Actually, “Abrams then and there well knew that Lt. Col. (Oliver L.) North had been in contact with people supplying the Contras, had conversations with people supplying the Contras and had asked and encouraged them to supply the Contras,” according to the criminal charges to which Abrams pleaded guilty.
North was a National Security Council aide at the White House who played a central role in the secret sale of arms to Iran and the diversion of proceeds from the transactions to fund the Contras. His convictions were set aside by a federal appeals court and charges against him were dropped after Walsh said that it would be too difficult to establish that they were not tainted by North’s own congressional testimony .

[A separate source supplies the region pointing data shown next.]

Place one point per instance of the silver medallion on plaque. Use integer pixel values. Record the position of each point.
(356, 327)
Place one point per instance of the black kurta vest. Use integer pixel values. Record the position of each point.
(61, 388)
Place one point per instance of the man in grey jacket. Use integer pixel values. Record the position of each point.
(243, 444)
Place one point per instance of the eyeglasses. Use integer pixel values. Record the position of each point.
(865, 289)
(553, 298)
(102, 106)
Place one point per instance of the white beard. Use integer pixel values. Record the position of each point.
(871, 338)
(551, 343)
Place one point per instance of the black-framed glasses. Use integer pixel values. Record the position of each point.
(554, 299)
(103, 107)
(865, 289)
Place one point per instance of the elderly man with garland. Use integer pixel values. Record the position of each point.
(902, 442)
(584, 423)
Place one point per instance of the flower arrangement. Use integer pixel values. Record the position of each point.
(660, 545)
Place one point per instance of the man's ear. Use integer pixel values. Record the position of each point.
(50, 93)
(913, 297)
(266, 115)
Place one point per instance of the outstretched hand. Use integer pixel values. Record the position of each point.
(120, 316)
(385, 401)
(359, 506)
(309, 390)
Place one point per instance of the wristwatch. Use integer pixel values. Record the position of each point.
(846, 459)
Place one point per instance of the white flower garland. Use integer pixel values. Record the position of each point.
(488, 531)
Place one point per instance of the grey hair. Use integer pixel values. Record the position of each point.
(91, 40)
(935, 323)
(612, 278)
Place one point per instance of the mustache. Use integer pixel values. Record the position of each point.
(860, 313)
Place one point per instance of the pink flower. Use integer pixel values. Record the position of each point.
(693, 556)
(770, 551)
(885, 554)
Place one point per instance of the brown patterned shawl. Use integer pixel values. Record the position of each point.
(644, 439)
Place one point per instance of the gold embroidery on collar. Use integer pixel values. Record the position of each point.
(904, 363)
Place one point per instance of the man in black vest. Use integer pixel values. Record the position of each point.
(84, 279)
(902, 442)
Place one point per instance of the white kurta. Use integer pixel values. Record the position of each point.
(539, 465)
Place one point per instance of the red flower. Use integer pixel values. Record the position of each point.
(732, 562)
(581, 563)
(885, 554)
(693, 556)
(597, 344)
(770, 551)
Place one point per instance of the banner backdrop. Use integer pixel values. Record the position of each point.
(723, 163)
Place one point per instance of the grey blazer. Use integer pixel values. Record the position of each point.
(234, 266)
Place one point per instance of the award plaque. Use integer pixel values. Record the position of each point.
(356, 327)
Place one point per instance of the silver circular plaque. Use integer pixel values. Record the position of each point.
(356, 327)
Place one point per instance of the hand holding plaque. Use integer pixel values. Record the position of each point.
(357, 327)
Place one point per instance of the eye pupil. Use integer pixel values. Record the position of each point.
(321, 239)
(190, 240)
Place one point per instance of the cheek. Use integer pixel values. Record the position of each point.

In court papers submitted with the charges against Abrams, prosecutors said: “It was the opinion of Mr. Abrams that disclosure of Lt. Col. North’s activities in the resupply of the Contras would jeopardize” final congressional enactment of a $100-million Contra-aide package in October, 1986.
In the second count, Abrams admitted withholding information from the House Intelligence Committee on Oct. 14, 1986, when he was asked about a Times’ report that Saudi Arabia was helping supply the Contras.
“That story about the Saudis to my knowledge is false,” Abrams responded.
Asked whether it was false “with respect to other governments as well,” Abrams answered: “Yes, it is also false.”
Actually, the criminal charge specified, Abrams had learned Sept. 16, 1986, of a State Department cable reporting that the Sultan of Brunei had agreed to contribute $10 million to the Contras and that 10 days later he learned of a second cable reporting that the money had been sent to a Swiss bank account set up for Contra support.
It was later established that the Saudis had contributed more than $30 million to the secret Contra resupply effort, but Abrams has contended he was unaware of their contribution.